Glucose regulated protein (GRP78) and protein disulfide isomerase (ERp57) are both ER resident proteins and playing pivotal functions in correct protein folding in the ER (Chichiarelli et al., 2007; Lee, 2005; Zapun et al., 1998). Besides, GRP78 is crucial in directing ER-stress signaling. In unstressed cells, GRP78 bind to the lumenal domains of several ER stress sensors such as IRE1, PERK and ATF6 (Bertolotti et al., 2000; Liu et al., 2000; Liu et al., 2002; Morris et al., 1997). As unfolded proteins accumulate in the ER lumen, GRP78 disassociates from these ER stress sensors to help protein folding. Consequently, released IRE1 and PERK undergo activation and result in the opening of ER-stress signaling pathway, which may in turn improve the expression of the target gene GRP78. In our study, we found that GRP78 mRNA expression was severely enhanced by 20 and 30 M NP treatment, suggesting the activation of ER-stress signaling pathway. The protein expression of GRP78 and ERp57 was different from the gene expression. They were both first elevated after short time treatment and then decreased, with the effect of 30 M NP more evident. In the Wang study of ER stress induced by thiamine deficiency, he also found that the GRP78 expression displayed a first elevation and the following decrease (Wang et al., 2007). We speculate that cells under ER stress will first increase GRP78 and ERp57 expression to help protein folding and prevent accumulation of misfolded proteins. However, prolonged ER stress will cause damage to the cell as well as the structure of ER, rendering the decreased GRP78 and ERp57 expression.
gadd153 is another specific marker of ER stress response. It is the first identified pro-apoptotic transcription factor during the activation of ER stress signaling pathway, which can forms stable heterodimers with C/ERP family members and controls expression of a set of stress-induced genes involving in apoptosis (Friedman, 1996; Zinszner et al., 1998). Here, we demonstrated that the gene expression of gadd153 was significantly increased both after 20 and 30 M NP treatments, another evidence of NP-induced ER stress in Sertoli cells.
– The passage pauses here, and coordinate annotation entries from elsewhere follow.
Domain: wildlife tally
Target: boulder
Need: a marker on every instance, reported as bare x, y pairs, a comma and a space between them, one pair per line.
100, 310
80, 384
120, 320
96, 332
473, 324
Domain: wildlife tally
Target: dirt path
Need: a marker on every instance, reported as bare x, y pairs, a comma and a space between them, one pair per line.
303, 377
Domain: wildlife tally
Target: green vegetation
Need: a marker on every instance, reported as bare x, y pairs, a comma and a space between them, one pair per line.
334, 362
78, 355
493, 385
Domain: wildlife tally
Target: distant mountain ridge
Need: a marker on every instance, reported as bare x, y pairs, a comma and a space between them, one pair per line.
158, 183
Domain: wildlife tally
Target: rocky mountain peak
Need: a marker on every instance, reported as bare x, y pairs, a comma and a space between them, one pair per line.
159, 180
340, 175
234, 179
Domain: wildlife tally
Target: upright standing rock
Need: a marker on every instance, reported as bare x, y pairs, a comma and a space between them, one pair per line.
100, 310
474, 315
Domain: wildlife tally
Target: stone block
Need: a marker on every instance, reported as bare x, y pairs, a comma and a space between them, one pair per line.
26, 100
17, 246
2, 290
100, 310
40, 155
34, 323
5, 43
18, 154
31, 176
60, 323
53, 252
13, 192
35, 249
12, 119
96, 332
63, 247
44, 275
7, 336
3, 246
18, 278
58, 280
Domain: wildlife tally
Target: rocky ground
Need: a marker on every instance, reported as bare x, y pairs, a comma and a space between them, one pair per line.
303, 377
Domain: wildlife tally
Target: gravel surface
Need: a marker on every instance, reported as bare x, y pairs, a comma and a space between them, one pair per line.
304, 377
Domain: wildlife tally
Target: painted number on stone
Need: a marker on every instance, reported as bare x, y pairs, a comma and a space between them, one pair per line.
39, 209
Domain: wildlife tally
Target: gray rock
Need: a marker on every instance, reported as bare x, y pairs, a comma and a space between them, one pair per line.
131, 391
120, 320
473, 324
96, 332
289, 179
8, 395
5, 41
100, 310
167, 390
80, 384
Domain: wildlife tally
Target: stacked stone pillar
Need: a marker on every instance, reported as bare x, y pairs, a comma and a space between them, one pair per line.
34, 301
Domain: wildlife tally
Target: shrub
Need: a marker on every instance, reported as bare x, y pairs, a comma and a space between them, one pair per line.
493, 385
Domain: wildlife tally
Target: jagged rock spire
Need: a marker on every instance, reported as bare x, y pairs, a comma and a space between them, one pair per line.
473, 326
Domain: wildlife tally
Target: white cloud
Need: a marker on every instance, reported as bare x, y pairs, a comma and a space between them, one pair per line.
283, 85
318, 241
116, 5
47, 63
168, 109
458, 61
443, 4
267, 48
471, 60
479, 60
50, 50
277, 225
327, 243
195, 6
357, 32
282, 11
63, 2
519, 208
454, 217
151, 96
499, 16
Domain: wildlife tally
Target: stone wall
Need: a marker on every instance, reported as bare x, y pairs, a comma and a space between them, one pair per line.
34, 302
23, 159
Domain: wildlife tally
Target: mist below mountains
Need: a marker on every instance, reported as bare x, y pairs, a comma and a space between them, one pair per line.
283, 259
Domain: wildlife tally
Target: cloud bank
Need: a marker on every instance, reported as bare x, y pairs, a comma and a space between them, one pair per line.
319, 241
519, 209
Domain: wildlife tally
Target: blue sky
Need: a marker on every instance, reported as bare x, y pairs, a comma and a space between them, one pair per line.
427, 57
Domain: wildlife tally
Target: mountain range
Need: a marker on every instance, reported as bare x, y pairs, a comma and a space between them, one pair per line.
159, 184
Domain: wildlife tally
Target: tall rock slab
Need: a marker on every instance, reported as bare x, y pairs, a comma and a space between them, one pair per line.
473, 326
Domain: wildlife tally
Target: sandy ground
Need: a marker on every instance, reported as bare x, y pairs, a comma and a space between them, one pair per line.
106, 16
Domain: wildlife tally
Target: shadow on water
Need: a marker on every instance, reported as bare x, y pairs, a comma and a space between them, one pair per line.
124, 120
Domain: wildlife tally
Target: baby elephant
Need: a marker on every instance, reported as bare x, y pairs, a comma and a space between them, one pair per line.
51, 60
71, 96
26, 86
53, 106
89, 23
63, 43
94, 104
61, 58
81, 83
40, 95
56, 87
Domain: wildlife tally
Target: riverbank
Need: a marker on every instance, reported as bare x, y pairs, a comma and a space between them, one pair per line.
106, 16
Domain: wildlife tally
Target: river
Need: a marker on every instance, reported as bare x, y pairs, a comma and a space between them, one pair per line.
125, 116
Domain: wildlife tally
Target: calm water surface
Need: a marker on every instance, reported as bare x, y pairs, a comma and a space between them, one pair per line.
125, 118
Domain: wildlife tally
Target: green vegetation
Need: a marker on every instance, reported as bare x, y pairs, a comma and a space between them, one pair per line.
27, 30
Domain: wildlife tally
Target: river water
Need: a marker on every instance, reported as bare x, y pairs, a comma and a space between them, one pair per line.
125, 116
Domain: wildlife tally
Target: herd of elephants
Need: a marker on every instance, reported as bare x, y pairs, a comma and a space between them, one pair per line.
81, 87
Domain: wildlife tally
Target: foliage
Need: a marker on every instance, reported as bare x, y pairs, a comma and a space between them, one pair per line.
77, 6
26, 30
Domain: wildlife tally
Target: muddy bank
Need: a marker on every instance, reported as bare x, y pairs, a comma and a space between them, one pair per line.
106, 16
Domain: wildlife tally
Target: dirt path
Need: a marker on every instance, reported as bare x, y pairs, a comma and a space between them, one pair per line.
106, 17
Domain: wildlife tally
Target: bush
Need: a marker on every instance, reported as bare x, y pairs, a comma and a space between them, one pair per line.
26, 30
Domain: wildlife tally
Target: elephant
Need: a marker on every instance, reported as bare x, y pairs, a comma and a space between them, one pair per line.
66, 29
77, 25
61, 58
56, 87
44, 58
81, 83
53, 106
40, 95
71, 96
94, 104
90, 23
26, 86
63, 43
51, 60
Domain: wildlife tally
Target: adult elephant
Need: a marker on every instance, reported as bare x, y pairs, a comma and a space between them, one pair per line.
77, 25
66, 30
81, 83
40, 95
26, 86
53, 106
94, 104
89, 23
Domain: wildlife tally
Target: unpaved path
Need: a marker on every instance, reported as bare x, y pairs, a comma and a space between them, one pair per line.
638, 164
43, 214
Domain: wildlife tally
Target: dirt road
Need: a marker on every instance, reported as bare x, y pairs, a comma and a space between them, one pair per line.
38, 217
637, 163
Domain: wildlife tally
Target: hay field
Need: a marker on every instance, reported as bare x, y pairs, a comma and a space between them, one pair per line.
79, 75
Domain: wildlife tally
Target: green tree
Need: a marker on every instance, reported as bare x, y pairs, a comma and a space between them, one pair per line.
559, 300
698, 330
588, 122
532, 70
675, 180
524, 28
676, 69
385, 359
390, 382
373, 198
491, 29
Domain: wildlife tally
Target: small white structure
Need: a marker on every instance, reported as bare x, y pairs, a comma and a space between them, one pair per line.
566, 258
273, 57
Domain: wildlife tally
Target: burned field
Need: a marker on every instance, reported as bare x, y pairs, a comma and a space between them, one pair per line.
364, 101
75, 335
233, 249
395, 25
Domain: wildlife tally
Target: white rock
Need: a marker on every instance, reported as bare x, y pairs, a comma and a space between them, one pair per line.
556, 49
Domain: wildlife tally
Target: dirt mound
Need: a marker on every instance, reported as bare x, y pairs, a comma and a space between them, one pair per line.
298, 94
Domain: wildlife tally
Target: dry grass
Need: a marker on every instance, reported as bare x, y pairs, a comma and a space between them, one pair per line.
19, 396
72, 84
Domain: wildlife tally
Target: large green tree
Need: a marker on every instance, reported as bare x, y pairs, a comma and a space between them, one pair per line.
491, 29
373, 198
The protein expression of gadd153 exhibited a similar trend, i.e. the continuing increase following NP exposure, which was distinguished from that of GRP78 and ERp57. Furthermore, the result of immunofluorescent staining revealed weak gadd153 staining in control living cells but stronger immunoreactivity in NP-induced apoptotic cells, which suggested that expression of gadd153 was closely related to cell apoptosis.
Taken together, we drew the conclusion that NP could cause disturbance of Ca2+ homeostasis and the normal function of ER, rendering the prolonged activation of ER stress signaling pathway and finally leading to Sertoli cell apoptosis via increased gadd153 expression.